La ministre de l'Economie Christine Lagarde s'était déjà prononcée, le 1er avril, pour une taxe servant à abonder le budget de l'Etat, alors que l'Allemagne souhaite elle alimenter un fonds dédié au sauvetage ou au démantèlement éventuels des banques.

Pour M. Lepetit, il convient, au contraire, « de distinguer cette taxe d'un mécanisme d'assurance qui risquerait de renforcer l'aléa moral et les comportements à risque ». L'aléa moral consiste, dans le cas des dirigeants de banques, à prendre des risques excessifs en tablant sur un soutien de l'Etat en cas de coup dur.

Mais, pour l'auteur du rapport, « les entités assujetties à cette taxe n'auraient cependant aucun droit à un soutien de l'Etat en cas de difficultés ».

Un « Moyen de dissuasion » qui doit être défini au niveau international

Pour M. Lepetit, les modalités de cette taxe vue comme un « moyen de dissuasion » devront être définies au niveau international afin de ne pas créer de « distorsions de concurrence entre les différents systèmes bancaires et financiers », indique le rapport.

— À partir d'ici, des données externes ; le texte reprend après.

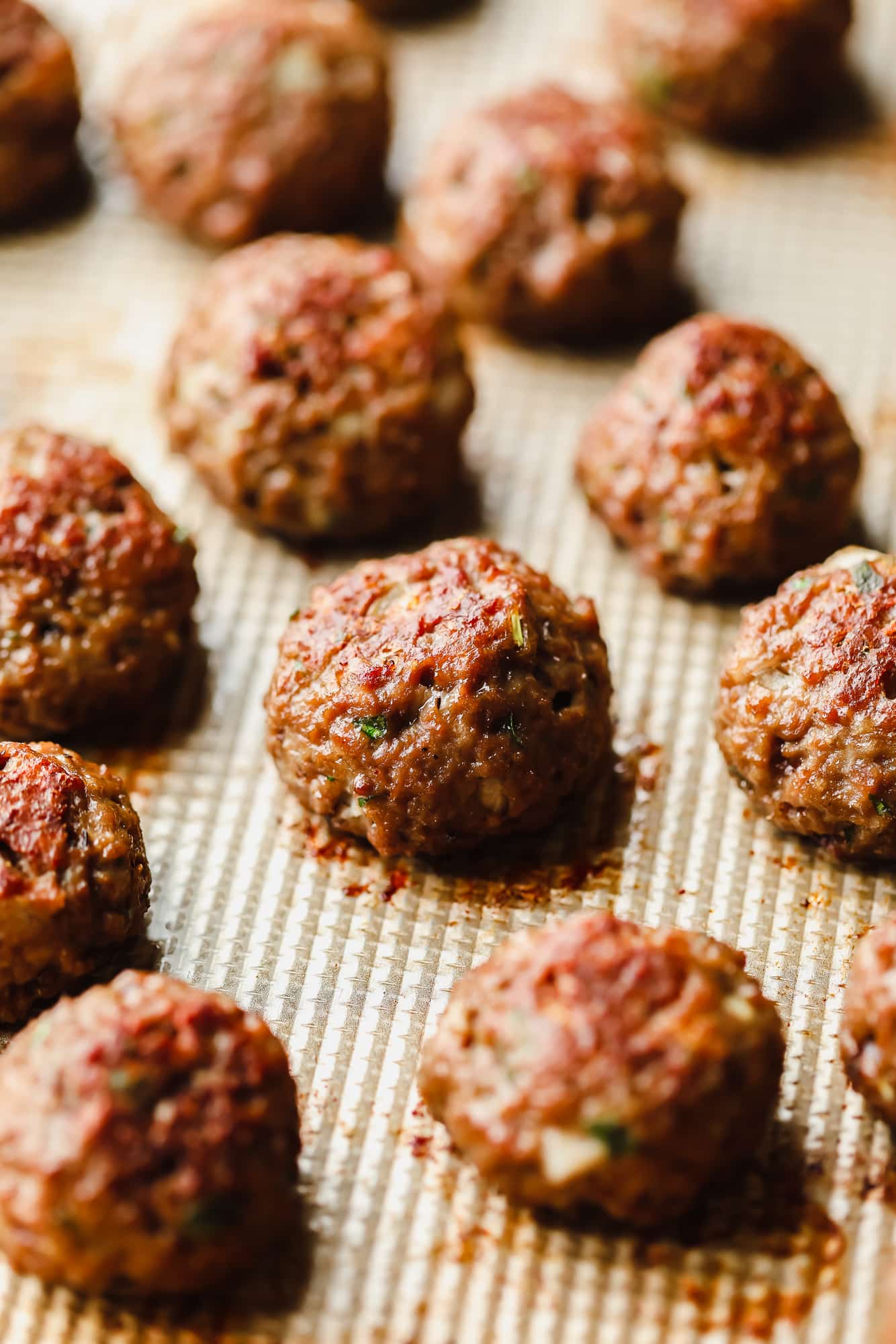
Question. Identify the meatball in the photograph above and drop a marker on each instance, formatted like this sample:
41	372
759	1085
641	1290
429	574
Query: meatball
439	701
723	459
807	717
738	69
549	216
318	389
271	116
75	879
596	1061
40	109
148	1138
96	586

Cette taxe concernerait toutes les institutions financières, qu'elle soient déjà régulées ou non (banques, assurances, fonds spéculatifs etc), mais elle ne viserait pas leur dette, qui peut servir au financement des entreprises, ni les actifs déjà réglementés, par le Comité de Bâle par exemple.

M. Lepetit juge que la meilleure assiette pour appliquer la taxe serait constituée, pour chaque établissement, de l'ensemble des instruments de marchés potentiellement illiquides, c'est à dire les produits dérivés susceptibles de devenir difficiles ou impossibles à vendre en cas de crise financière (CDO, CDS, swaps, options).

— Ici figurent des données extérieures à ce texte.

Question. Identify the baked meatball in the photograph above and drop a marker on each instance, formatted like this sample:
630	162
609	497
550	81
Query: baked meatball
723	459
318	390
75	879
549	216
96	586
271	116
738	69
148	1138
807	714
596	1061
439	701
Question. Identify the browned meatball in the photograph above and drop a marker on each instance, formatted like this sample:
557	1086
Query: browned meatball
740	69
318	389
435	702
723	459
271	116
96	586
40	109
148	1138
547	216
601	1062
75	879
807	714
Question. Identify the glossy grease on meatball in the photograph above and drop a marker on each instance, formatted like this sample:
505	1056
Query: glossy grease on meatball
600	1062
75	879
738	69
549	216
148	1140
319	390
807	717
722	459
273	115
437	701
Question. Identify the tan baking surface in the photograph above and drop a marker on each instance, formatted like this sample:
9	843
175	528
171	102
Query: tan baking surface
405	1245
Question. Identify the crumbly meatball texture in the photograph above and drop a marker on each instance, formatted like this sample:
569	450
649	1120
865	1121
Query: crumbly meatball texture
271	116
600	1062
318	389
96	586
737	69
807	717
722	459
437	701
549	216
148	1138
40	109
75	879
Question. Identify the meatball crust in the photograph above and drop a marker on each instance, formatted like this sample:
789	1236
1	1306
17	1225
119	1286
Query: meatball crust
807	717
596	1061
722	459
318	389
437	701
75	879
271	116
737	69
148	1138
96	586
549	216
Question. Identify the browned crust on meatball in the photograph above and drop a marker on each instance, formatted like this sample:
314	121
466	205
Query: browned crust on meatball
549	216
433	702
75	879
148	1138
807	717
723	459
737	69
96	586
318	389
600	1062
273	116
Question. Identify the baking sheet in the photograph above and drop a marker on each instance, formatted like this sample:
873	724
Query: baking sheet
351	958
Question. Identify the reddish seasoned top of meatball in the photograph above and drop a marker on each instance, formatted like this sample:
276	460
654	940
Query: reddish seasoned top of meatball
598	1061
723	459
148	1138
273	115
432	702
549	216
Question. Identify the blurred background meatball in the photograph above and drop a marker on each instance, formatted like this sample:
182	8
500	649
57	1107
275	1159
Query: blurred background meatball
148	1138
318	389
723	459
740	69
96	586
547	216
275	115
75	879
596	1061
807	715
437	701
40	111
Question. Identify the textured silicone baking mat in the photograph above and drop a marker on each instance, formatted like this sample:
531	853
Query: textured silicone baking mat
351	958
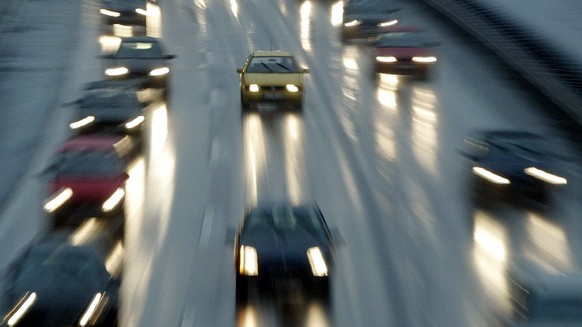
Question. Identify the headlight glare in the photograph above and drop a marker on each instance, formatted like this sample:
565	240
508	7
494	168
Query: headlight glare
160	71
116	71
317	262
292	88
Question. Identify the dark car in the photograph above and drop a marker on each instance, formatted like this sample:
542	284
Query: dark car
65	280
141	57
89	172
277	244
507	162
124	12
366	18
406	50
109	106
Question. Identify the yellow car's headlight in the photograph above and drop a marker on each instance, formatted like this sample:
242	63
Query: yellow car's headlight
490	176
424	59
109	13
254	88
116	71
249	261
292	88
82	122
160	71
386	59
317	262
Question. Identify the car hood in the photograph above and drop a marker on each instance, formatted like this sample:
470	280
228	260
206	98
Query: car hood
401	52
273	79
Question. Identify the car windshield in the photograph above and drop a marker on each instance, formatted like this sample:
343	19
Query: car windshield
89	163
139	50
272	65
286	220
404	40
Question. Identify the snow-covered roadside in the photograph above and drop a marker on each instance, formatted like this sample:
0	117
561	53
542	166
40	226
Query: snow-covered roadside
37	64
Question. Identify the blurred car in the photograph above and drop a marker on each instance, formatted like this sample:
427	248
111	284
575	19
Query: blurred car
89	171
65	280
508	162
124	12
547	296
406	50
365	18
281	244
109	106
141	57
271	77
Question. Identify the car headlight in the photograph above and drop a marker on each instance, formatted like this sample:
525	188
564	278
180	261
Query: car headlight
160	71
249	261
490	176
317	262
424	59
388	23
82	122
134	122
545	176
292	88
353	23
386	59
116	71
109	13
254	88
113	200
141	11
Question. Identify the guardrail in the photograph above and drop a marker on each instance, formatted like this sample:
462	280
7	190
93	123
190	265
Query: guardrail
552	71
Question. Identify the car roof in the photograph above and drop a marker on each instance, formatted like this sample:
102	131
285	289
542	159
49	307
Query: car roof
91	142
141	38
271	53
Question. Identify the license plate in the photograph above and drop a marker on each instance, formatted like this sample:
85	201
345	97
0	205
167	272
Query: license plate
273	96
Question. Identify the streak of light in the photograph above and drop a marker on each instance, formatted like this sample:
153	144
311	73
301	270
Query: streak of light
305	25
248	317
337	13
549	245
234	8
254	151
424	128
490	242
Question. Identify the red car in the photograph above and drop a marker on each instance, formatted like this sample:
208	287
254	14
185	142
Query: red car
405	50
90	170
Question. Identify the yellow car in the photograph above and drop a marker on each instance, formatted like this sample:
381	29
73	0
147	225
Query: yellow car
271	77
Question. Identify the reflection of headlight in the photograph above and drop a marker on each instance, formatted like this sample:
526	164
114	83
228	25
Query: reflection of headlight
353	23
113	200
109	13
58	199
545	176
292	88
82	122
492	177
253	88
249	261
23	306
317	262
424	59
160	71
386	59
388	23
134	122
141	11
116	71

Le rapport recommande également de renforcer les pouvoirs de certains superviseurs en les dotant « du pouvoir de limiter de façon temporaire le volume de certaines activités systémiques ou le développement de nouvelles activités complexes ».

Ancien président du Conseil national de la comptabilité et de la Commission des opérations de Bourse (COB, aujourd'hui AMF), M. Lepetit s'était vu confier fin 2009 cette mission sur le risque systémique.